SETTING: In continuous control, model predictive control is often used as a means to negotiate model mismatch or misspecification. Here, the setting assumes the availability of cost functions for some time steps in the future. This seems somewhat stylized. In terms of predictability of cost functions (representing prices etc.), a guarantee akin to that of doubly robust estimators would seem more apt. Furthermore, while regret is a perfectly well-defined quantity, a competitive ration like guarantee might be a better measure since the regret is non-vanishing. TECHNIQUES: The key observation here is that with the foreknowledge of cost functions up to a certain horizon enables one to run gradient-based offline optimization algorithms (like GD, NAG etc.) on the best-in-hindsight problem for a few iterations in the online setting. This was observed in previous work (Li 2018). This paper proposes a somewhat classical, yet very well placed reparameterization of the problem that fits into the aforementioned framework. To the reviewer, it seems the obvious parameterization in terms of the controls does not seem to, at least immediately, yield the result. **In this light, this reparameterization + offline-algorithm-on-hindsight-problem observation is quite neat.** The lower bound seems conceivable given the one in (Li 2018). 1. Can the authors comment on the transformation to the canonical form affect the strong convexity and smoothness of the transformed costs on Line 479? 2. Line 155/6 -- Was x_t+1 = A x_t + B u_t intended instead of x_t+1 = x_t + u_t?

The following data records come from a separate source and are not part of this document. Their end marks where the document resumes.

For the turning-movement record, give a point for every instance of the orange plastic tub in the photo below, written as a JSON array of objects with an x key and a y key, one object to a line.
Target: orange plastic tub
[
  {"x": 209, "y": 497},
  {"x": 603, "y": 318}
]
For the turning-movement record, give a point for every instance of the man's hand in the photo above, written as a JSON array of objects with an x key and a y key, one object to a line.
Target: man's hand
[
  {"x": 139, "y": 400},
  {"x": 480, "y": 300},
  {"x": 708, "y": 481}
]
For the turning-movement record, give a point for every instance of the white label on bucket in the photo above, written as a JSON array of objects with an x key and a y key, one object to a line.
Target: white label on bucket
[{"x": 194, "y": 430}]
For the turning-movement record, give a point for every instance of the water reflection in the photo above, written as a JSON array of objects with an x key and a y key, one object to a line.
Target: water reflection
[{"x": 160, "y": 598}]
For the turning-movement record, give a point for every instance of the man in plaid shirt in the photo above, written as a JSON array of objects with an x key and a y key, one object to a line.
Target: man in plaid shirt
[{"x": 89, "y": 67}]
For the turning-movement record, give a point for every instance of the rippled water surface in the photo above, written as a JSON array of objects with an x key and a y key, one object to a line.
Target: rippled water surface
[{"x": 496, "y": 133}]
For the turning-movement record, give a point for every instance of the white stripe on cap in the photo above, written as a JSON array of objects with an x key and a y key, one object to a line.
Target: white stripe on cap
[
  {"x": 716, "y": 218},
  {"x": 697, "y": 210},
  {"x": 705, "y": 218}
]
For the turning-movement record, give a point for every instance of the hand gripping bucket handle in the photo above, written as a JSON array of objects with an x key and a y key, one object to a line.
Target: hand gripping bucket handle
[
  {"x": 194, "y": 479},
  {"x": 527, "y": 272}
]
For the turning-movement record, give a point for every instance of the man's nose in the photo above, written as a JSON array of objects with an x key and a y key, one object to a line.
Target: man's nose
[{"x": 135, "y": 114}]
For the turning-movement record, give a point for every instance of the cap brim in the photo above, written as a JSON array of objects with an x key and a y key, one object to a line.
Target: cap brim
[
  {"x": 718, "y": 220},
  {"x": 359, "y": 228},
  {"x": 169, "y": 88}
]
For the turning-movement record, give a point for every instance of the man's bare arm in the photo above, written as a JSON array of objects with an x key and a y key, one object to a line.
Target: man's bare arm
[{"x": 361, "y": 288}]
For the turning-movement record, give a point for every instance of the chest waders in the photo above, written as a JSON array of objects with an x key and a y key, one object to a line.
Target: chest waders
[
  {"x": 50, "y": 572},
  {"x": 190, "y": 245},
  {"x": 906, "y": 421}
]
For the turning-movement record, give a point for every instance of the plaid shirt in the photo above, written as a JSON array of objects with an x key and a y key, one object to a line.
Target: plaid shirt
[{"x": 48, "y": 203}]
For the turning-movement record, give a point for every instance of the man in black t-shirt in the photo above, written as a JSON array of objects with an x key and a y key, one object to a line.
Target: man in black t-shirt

POST RESPONSE Adding the response under "Parameterization in terms of control inputs." to the main paper would be nice. The reviewer also thinks R#3's suggestion of putting GD first would add to readability. The reviewer is retaining his/her score.

Reviewer 2

The paper and the contributions are cleanly written. Matching upper/lower bounds on regret and proposed algorithm would be significant to community. One issue is upper/lower bounds still differ by condition number^2 as discussed below. The fact that setup applies to possibly nonlinear f_t,g_t is definitely good although it is not clear how much technicality is introduced by doing this compared to LQT setup. -------------------------------------------------------- After reading other reviews and author feedback, I am more convinced about the significance of the paper and adjusted my score accordingly.

Reviewer 3

The authors study online control problems where the dynamics are known, there is no process noise, but the cost functions are changing over time. A main motivating application is LQ tracking. The authors study the problem by looking at dynamic regret, where the online algorithm has to compete with the optimal solution (not just best static controller in hindsight). To compensate for this more difficult objective, the algorithm is assumed to have access to a small prediction lookahead window. The main result of the work is a new momentum based online control algorithm. The authors prove that the regret of their proposed algorithm decreases exponentially in the prediction lookahead window size W. The authors also prove a lower bound that shows that for LQ tracking their regret upper bound is nearly optimal. Experimentally, the authors show their algorithm outperforms MPC from a regret point of view while using similar amount of computation. This is a nice paper. The focus on dynamic regret is new, and the reduction from LQ controllable form to unconstrained convex optimization is of interest to the online learning community. The authors should cite the following related paper: Online Control with Adversarial Disturbances. Agarwal et al. ICML 2019. There are some similarities between Agarwal et al. and this work. For instance, Agarwal et al. also considers time varying costs while allowing for an adversarial disturbance sequence to affect the dynamics. However, they show regret bounds with respect to the best (almost) static policy. Presentation wise, in Algorithm 1 I would have preferred to first see the algorithm with vanilla gradient descent first before moving to the triple momentum algorithm. The regret bound can be presented for just RHTM, but for simply understanding the algorithm a simpler update rule would be easier to follow. Minor typo: in lines 155 and 156, it should be x_{t+1} = A x_t + B u_t.